The Iran-backed rebels occupied Sanaa unopposed last September 21 following months of clashes with tribes and Sunni militants in northern regions.
They went on to expand their hold over several Yemeni regions, backed by renegade troops loyal to ousted president Ali Abdullah Saleh.
In March, however, their advance on the southern port city of Aden, where UN-backed President Abd-Rabbu Mansour Hadi had taken refuge before later fleeing the country for Riyadh, triggered a Saudi-led air campaign.
Loyalists backed by coalition air strikes and troops freshly trained and equipped by the coalition in July managed to push the rebels out of Aden and four other southern provinces.
Pro-Hadi fighters and coalition contingents with their sights set on Sanaa are engaged in operations to seize the province of Marib, east of the capital.
But analysts say the battle for Sanaa has yet to bear fruit.
“A collapse of the Shia militants’ authority is far from imminent—or guaranteed over the medium term,” said Jordan Perry of the UK-based risk assessment group Verisk Maplecroft.
“A year after seizing control of the capital, the Houthis remain well-entrenched in Sanaa.”
The rebel seizure of the city brought to a halt a long political process aimed at drafting a new constitution and reshaping the impoverished republic into a federation of six regions.
The Houthis, who had traditionally complained of marginalisation, were official participants in the national dialogue, but they also opposed the proposed division of the country.
They began their campaign under the pretext of fighting against corruption and confronting Al Qaeda militants who had taken advantage of the lawlessness to strengthen their presence in Yemen.
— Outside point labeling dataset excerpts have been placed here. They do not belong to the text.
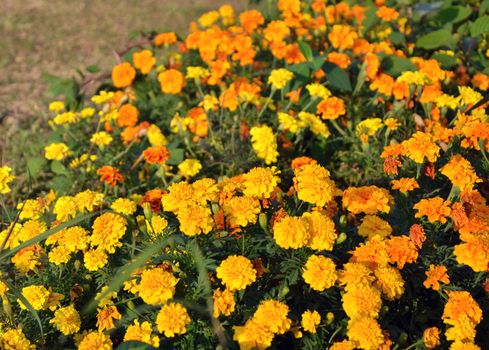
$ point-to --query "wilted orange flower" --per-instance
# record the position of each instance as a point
(436, 209)
(171, 81)
(405, 184)
(331, 108)
(128, 115)
(123, 75)
(110, 175)
(144, 61)
(366, 199)
(435, 275)
(165, 38)
(156, 155)
(417, 235)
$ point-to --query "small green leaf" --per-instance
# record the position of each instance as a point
(433, 40)
(480, 26)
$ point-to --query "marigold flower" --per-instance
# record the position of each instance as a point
(292, 232)
(310, 320)
(172, 320)
(144, 61)
(236, 272)
(171, 81)
(436, 209)
(142, 333)
(366, 199)
(5, 178)
(435, 275)
(110, 175)
(157, 286)
(123, 75)
(156, 155)
(224, 302)
(67, 320)
(365, 332)
(320, 272)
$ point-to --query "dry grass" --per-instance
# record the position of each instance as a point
(59, 36)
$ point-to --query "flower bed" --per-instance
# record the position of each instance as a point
(310, 176)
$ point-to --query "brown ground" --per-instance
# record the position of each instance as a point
(59, 36)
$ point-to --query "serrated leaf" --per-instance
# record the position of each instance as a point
(337, 77)
(433, 40)
(479, 26)
(394, 65)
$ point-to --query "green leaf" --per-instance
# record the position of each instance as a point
(433, 40)
(48, 233)
(453, 14)
(58, 168)
(35, 165)
(394, 65)
(480, 26)
(306, 50)
(337, 77)
(176, 156)
(135, 345)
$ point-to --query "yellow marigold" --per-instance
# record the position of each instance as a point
(431, 337)
(95, 340)
(180, 195)
(362, 301)
(157, 286)
(292, 232)
(14, 339)
(354, 274)
(56, 151)
(171, 81)
(236, 272)
(65, 208)
(224, 302)
(314, 185)
(37, 296)
(142, 333)
(320, 272)
(310, 320)
(460, 172)
(279, 78)
(436, 209)
(189, 167)
(374, 227)
(101, 139)
(366, 199)
(260, 182)
(435, 275)
(67, 320)
(172, 320)
(401, 250)
(242, 210)
(144, 61)
(323, 232)
(389, 281)
(365, 332)
(123, 75)
(264, 143)
(253, 335)
(124, 206)
(95, 259)
(405, 184)
(106, 316)
(273, 315)
(195, 220)
(419, 147)
(108, 229)
(157, 225)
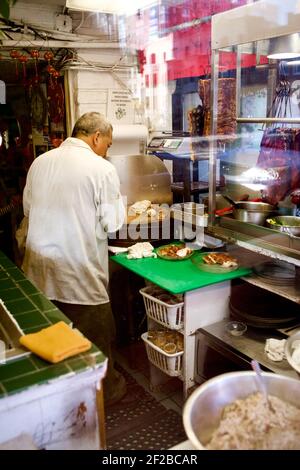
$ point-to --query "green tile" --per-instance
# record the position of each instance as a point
(42, 303)
(2, 391)
(56, 315)
(32, 329)
(16, 274)
(10, 295)
(20, 306)
(77, 364)
(39, 377)
(32, 319)
(13, 369)
(27, 287)
(6, 263)
(6, 284)
(39, 362)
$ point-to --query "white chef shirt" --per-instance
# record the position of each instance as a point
(72, 198)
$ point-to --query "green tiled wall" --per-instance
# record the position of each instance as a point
(33, 311)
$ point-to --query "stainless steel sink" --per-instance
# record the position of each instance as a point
(10, 333)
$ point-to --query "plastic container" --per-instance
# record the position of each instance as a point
(169, 315)
(171, 364)
(236, 328)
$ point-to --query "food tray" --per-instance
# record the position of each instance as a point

“After a year of open conflict, everyone is losing,”said Mathieu Guidere, an Arab geopolitics expert at France’s University of Toulouse.
“The Houthis and their Saleh allies have demonstrated their limitations, while the coalition has been forced to operate increasingly on the ground,” he said.
Al Qaeda militants have also been “outpaced by those of the Islamic State group”, he added, referring to a significant rise in attacks claimed by IS in a country where Al Qaeda’s most dangerous branch remains active.
Meanwhile, the population has borne the brunt of the Yemen conflict and been “taken hostage” by different sides, Guidere said.
Calling it a “humanitarian catastrophe”, the United Nations has said that since March, the average day in Yemen sees 30 people killed and 185 wounded, among them many civilians.
The coalition has also suffered increasing human losses since it sent in ground forces, including 67 Gulf soldiers killed in a single rebel missile strike in Marib province on September 4.
The progress of the ground attack begun in Marib on September 13 is “slow but sure”, according to one source from the coalition, which is estimated to have sent in 5,000 soldiers, mainly from the United Arab Emirates and Saudi Arabia.
Prime Minister Khaled Bahah returned on Wednesday to Aden, accompanied by several ministers, after spending six months in exile, but his government faces huge security challenges.
Al Qaeda is believed to have strengthened its positions in the port city and is already suspected of acts of violence including an arson attack on one of a handful of churches that had remained open in Aden.